The broad steps of the load script therefore become these:
- [prepare source data, if required]
- ascertain members of volatile dimension to clear from load source
- update table containing current load members / CLEAR attribute
- Load CLEAR attribute table
- Perform a logical clear
- Load data to buffers
- Load buffer(s) to new database slice(s)
- [Merge slices]
- Remove CLEAR attributes
So not without limitations—if the data was volatile over two dimensions (e.g., Product A for Period 1, Product B for Period 2, etc.) the approach would not work (at least, not exactly as described, although in this instance you could possible iterate around the smaller Period dimension)—but overall, I think it’s a reasonable and flexible solution.
Clear / Load Order
While not strictly part of this solution, another little wrinkle to bear in mind here is the resource taken up by the logical clear. When initializing the buffer prior to loading data into it, you have the ability to determine how much of the total available resource is used for that particular buffer—from a total of 1.0, you can allocate (e.g.) 0.25 to each of 4 buffers that can then be used for a parallel load operation, each loaded buffer subsequently writing to a new database slice. Importing a loaded buffer to the database then clears the "share" of the utilization afforded to that buffer.
Although not a "buffer initialization" activity per se, a (slice-generating) logical clear seems to occupy all of this resource—if you have any uncommitted buffers created, even with the lowest possible resource utilization of 0.01 assigned, the logical clear will fail:
The Essbase Technical Reference states at "Loading Data Using Buffers":
While the data load buffer exists in memory, you cannot build aggregations or merge slices, as these operations are resource-intensive.

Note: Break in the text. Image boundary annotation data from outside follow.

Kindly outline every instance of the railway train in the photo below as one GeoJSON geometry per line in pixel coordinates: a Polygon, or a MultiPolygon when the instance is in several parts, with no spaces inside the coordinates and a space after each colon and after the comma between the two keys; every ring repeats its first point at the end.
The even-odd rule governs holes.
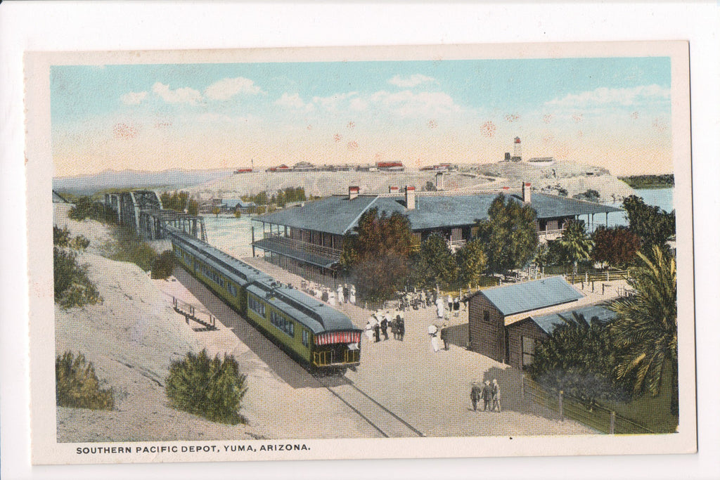
{"type": "Polygon", "coordinates": [[[360,363],[362,330],[347,315],[171,225],[177,262],[313,371],[344,373],[360,363]]]}

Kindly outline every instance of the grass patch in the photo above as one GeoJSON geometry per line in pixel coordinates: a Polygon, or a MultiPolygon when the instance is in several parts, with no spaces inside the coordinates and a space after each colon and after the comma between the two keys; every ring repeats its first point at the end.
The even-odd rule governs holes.
{"type": "Polygon", "coordinates": [[[67,351],[55,360],[55,399],[60,407],[112,410],[112,389],[101,389],[92,362],[67,351]]]}
{"type": "Polygon", "coordinates": [[[158,254],[138,234],[127,227],[114,230],[115,245],[111,260],[135,263],[145,271],[152,270],[158,254]]]}
{"type": "Polygon", "coordinates": [[[166,250],[156,257],[150,276],[151,279],[167,279],[173,274],[174,266],[175,266],[175,255],[173,250],[166,250]]]}
{"type": "Polygon", "coordinates": [[[210,358],[204,350],[173,362],[165,387],[173,408],[230,425],[244,423],[238,410],[247,390],[233,356],[210,358]]]}
{"type": "Polygon", "coordinates": [[[619,177],[633,189],[671,189],[675,186],[675,176],[667,175],[631,175],[619,177]]]}

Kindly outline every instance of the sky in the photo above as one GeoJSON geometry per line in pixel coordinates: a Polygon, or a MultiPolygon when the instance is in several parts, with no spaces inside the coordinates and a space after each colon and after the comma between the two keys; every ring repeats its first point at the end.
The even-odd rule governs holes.
{"type": "Polygon", "coordinates": [[[53,65],[55,176],[552,156],[672,171],[665,57],[53,65]]]}

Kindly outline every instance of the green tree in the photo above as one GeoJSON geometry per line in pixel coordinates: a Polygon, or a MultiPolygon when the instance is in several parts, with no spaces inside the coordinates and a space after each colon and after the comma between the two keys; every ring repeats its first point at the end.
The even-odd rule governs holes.
{"type": "Polygon", "coordinates": [[[440,233],[433,233],[420,245],[420,255],[415,271],[422,286],[449,286],[457,279],[458,267],[455,255],[440,233]]]}
{"type": "Polygon", "coordinates": [[[505,273],[530,261],[538,245],[535,210],[500,194],[492,201],[488,218],[478,222],[478,237],[486,245],[490,271],[505,273]]]}
{"type": "Polygon", "coordinates": [[[631,195],[623,200],[630,231],[640,237],[643,252],[651,254],[652,245],[664,245],[675,234],[675,211],[667,213],[660,207],[647,205],[638,196],[631,195]]]}
{"type": "Polygon", "coordinates": [[[482,240],[476,238],[467,242],[455,254],[458,276],[462,284],[480,284],[482,273],[487,267],[487,256],[484,248],[482,240]]]}
{"type": "Polygon", "coordinates": [[[626,268],[637,258],[640,237],[627,227],[600,227],[593,232],[593,260],[611,266],[626,268]]]}
{"type": "Polygon", "coordinates": [[[112,389],[101,389],[92,362],[66,351],[55,359],[55,401],[60,407],[112,410],[112,389]]]}
{"type": "Polygon", "coordinates": [[[188,214],[193,215],[194,217],[197,216],[198,210],[199,209],[199,205],[197,204],[197,200],[194,200],[192,199],[189,199],[187,201],[187,213],[188,214]]]}
{"type": "Polygon", "coordinates": [[[572,263],[572,273],[577,274],[577,263],[590,260],[593,251],[593,240],[585,232],[585,224],[577,220],[568,222],[557,243],[562,247],[565,260],[572,263]]]}
{"type": "Polygon", "coordinates": [[[233,356],[210,358],[203,350],[173,362],[165,391],[171,406],[201,415],[212,422],[235,425],[243,421],[238,410],[247,391],[233,356]]]}
{"type": "Polygon", "coordinates": [[[608,328],[573,312],[535,350],[528,367],[546,388],[562,390],[592,409],[599,399],[626,400],[631,389],[616,380],[616,350],[608,328]]]}
{"type": "Polygon", "coordinates": [[[638,253],[642,265],[631,271],[634,294],[613,302],[618,314],[611,325],[620,349],[615,373],[631,379],[636,394],[655,396],[663,381],[670,383],[670,410],[678,415],[678,277],[675,260],[658,245],[652,257],[638,253]],[[667,375],[670,378],[667,378],[667,375]]]}
{"type": "Polygon", "coordinates": [[[360,217],[354,234],[345,236],[340,263],[354,279],[361,298],[386,299],[402,287],[413,242],[405,215],[378,214],[374,208],[360,217]]]}

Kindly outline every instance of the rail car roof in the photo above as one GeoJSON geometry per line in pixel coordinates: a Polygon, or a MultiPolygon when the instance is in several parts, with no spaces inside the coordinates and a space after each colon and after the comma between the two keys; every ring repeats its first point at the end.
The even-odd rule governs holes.
{"type": "Polygon", "coordinates": [[[267,273],[248,265],[243,261],[238,260],[232,255],[228,255],[222,250],[205,242],[186,236],[179,231],[171,232],[181,242],[189,244],[196,250],[198,250],[198,255],[202,255],[206,261],[211,261],[215,263],[217,263],[217,261],[222,261],[227,266],[225,269],[229,270],[229,272],[226,274],[228,274],[230,276],[239,275],[243,279],[244,281],[240,283],[245,284],[256,280],[274,281],[274,279],[267,273]]]}
{"type": "Polygon", "coordinates": [[[245,277],[244,281],[238,281],[240,279],[235,281],[238,281],[248,291],[264,299],[277,309],[298,320],[313,333],[359,330],[347,315],[315,297],[279,284],[273,277],[245,262],[202,240],[187,236],[176,229],[173,230],[175,231],[171,232],[174,234],[174,237],[193,247],[197,250],[195,255],[207,263],[212,263],[214,268],[231,279],[234,279],[240,273],[245,277]],[[236,271],[232,271],[233,270],[236,271]],[[275,295],[269,297],[269,293],[274,293],[275,295]]]}
{"type": "Polygon", "coordinates": [[[310,328],[312,333],[359,330],[345,314],[287,286],[273,289],[269,288],[269,286],[253,284],[249,285],[247,289],[310,328]],[[305,309],[310,310],[314,314],[303,312],[305,309]]]}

It could perhaps be argued that as we are creating a "clear slice," not merging slices (nor building an aggregation), that the logical clear falls outside of this definition, but a similar restriction certainly appears to apply here too.

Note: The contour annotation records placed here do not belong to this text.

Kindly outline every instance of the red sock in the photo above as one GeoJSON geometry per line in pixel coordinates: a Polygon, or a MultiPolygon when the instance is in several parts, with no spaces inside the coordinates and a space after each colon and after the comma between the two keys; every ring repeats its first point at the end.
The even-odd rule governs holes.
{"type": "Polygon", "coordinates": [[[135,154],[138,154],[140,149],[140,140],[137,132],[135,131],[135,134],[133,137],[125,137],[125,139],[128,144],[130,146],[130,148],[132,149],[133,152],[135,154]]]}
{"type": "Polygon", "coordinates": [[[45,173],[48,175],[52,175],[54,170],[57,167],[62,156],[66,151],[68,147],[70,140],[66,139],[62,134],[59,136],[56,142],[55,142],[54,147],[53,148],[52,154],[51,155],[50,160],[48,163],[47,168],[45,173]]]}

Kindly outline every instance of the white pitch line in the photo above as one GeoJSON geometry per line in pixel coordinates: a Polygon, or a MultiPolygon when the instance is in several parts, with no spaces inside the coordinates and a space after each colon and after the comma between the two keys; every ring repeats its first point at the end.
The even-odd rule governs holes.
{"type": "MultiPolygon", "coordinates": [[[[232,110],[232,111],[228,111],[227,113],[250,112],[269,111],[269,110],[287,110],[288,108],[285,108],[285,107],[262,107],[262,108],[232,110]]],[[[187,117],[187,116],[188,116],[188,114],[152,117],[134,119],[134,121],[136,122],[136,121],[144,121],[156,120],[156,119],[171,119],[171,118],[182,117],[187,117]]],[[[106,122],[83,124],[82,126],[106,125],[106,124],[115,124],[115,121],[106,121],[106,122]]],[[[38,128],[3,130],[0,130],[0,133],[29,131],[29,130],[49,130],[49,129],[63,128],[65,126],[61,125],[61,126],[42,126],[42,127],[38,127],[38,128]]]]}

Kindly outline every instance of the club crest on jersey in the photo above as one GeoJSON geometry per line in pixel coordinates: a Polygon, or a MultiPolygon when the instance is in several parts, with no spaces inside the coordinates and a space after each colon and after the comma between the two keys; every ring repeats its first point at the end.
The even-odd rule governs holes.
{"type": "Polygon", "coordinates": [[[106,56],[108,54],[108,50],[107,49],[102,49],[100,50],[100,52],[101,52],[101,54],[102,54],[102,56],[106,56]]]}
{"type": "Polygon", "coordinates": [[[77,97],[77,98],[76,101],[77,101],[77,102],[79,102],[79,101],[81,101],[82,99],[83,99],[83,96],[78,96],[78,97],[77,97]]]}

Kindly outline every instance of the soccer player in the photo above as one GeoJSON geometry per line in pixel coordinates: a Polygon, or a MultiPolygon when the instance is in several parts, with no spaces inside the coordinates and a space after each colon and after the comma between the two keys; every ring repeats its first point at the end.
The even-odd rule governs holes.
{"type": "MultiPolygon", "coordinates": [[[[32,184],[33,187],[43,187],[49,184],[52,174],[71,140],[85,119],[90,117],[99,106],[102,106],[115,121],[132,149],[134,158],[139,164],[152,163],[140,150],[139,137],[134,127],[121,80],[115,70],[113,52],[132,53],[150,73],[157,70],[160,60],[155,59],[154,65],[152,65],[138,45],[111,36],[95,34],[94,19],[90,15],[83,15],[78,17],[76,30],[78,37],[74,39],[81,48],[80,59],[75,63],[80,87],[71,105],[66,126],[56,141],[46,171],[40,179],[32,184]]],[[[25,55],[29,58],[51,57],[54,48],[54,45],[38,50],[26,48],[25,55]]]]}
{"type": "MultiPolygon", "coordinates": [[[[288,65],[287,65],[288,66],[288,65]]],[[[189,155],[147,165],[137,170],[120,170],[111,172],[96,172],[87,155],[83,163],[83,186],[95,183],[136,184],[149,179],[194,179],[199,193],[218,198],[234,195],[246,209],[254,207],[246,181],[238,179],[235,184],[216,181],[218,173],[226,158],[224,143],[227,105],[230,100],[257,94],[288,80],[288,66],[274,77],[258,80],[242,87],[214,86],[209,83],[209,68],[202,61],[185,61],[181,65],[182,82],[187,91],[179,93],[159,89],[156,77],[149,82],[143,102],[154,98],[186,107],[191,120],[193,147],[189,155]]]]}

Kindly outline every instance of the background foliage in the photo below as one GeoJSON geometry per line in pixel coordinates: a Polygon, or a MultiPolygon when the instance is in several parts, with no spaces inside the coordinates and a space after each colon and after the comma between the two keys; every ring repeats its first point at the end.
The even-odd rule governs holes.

This is significant as, arguably, the ideally optimum incremental load would be along the lines of
- Initialize buffer(s)
- Load buffer(s) with data
- Effect partial logical clear (to new database slice)

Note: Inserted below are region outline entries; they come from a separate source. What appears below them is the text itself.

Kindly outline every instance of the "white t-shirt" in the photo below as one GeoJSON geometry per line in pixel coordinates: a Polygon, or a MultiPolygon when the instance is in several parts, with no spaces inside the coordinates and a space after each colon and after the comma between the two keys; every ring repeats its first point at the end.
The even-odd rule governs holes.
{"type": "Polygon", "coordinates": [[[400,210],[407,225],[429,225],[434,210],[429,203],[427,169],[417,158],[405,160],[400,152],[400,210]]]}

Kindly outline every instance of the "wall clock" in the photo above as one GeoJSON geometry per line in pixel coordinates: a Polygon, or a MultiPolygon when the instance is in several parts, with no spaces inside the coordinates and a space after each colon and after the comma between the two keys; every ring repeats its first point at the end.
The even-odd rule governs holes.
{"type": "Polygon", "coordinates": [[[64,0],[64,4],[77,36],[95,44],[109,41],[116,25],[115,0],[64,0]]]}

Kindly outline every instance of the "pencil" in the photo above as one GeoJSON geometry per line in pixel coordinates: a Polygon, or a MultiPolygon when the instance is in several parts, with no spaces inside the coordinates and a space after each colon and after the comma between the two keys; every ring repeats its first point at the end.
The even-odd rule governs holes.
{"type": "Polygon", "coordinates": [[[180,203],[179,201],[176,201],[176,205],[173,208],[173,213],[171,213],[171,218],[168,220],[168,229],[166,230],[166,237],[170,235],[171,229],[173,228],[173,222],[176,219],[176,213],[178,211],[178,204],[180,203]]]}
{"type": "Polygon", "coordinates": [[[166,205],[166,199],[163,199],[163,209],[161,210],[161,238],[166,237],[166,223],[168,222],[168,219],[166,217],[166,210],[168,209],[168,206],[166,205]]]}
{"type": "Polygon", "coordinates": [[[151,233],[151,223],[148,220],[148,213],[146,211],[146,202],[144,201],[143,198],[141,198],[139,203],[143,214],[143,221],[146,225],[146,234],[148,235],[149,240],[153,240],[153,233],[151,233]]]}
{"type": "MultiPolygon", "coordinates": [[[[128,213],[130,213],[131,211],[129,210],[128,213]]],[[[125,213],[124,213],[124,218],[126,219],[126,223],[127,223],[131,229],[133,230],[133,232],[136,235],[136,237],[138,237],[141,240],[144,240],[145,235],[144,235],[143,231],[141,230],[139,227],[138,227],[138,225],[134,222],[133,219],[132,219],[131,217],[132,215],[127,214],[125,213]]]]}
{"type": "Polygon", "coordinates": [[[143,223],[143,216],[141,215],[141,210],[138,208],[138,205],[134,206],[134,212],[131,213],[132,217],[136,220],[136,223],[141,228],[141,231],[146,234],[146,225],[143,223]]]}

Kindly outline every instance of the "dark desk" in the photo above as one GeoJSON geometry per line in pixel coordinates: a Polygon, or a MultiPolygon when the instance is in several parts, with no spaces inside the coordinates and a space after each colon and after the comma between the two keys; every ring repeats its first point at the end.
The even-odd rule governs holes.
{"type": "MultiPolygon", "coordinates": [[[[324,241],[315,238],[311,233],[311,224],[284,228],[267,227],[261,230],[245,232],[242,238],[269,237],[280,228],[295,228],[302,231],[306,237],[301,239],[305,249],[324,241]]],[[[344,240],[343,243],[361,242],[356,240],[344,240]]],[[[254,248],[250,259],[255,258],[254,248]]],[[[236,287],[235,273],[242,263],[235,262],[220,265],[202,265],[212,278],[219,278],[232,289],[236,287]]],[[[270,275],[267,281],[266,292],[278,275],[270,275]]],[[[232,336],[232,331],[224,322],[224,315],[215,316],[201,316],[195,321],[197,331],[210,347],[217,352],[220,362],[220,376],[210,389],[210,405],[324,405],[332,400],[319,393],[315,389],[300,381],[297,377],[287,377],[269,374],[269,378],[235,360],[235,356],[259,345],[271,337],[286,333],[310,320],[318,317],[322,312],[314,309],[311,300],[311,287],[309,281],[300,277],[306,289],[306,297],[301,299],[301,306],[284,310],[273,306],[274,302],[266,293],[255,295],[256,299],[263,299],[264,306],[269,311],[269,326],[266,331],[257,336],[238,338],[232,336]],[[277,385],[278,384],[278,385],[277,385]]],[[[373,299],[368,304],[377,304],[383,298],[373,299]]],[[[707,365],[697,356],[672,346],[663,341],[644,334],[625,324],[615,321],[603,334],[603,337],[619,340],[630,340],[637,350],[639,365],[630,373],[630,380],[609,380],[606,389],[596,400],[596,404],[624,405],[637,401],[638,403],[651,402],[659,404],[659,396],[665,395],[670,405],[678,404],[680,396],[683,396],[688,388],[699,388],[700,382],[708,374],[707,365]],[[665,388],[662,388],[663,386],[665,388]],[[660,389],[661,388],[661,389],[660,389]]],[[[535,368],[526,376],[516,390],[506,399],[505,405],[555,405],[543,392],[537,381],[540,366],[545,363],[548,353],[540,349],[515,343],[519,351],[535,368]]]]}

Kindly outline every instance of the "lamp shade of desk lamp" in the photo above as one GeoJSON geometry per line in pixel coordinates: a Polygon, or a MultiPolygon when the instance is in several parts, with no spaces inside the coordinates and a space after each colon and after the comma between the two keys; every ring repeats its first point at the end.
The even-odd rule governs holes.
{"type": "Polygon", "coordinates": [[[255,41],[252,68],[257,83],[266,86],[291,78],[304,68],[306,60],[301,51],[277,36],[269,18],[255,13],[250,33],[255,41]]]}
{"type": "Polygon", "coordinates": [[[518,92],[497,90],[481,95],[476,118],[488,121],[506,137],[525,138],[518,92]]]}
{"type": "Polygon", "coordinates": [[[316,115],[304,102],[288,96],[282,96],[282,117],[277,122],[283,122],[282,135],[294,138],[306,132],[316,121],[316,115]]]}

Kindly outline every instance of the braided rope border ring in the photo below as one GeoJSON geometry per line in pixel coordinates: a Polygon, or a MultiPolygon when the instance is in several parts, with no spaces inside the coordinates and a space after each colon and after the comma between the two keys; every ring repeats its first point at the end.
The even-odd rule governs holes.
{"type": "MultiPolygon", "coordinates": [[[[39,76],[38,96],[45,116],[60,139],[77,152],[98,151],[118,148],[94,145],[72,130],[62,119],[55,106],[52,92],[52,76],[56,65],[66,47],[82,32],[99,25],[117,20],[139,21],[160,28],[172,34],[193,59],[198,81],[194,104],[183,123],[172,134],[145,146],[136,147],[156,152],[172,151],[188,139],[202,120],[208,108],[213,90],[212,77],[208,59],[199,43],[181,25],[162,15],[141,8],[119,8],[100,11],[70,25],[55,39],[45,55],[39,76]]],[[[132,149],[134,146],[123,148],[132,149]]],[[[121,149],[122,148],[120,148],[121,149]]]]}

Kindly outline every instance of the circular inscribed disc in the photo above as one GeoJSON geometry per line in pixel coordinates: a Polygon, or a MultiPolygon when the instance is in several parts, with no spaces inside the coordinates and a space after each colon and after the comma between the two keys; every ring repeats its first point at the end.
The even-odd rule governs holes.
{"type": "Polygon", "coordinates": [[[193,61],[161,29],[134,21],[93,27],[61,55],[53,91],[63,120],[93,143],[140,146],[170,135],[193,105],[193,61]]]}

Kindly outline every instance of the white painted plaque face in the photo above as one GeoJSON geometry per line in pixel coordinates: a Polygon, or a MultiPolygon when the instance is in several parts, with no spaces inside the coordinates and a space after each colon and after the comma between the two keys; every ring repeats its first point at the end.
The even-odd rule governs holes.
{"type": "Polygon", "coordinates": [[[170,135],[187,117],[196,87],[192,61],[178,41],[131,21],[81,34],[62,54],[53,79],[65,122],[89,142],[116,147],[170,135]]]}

- Load buffers to new database slices
- Merge slices into database
As this would both minimize the time that the cube was inaccessible (during the merge), and also not present the cube with zeroes in the current load area. However, as noted above, this does not seem to be possible—there does not seem to be a way to change the resource usage (RNUM) of the "clear," meaning that this sequence has to be followed:
- Effect partial logical clear (to new database slice)
- Initialize buffer(s)
- Load buffer(s) with data
- Load buffers to new database slices
- Merge slices into database
I.e., the ‘clear’ has to be fully effected before the initialization of the buffers. This works as you would expect, but there is a brief period—after the completion of the "clear" but before the load buffer(s) have been committed to new slices—where the cube is accessible and the load slice will show as "0" in the cube.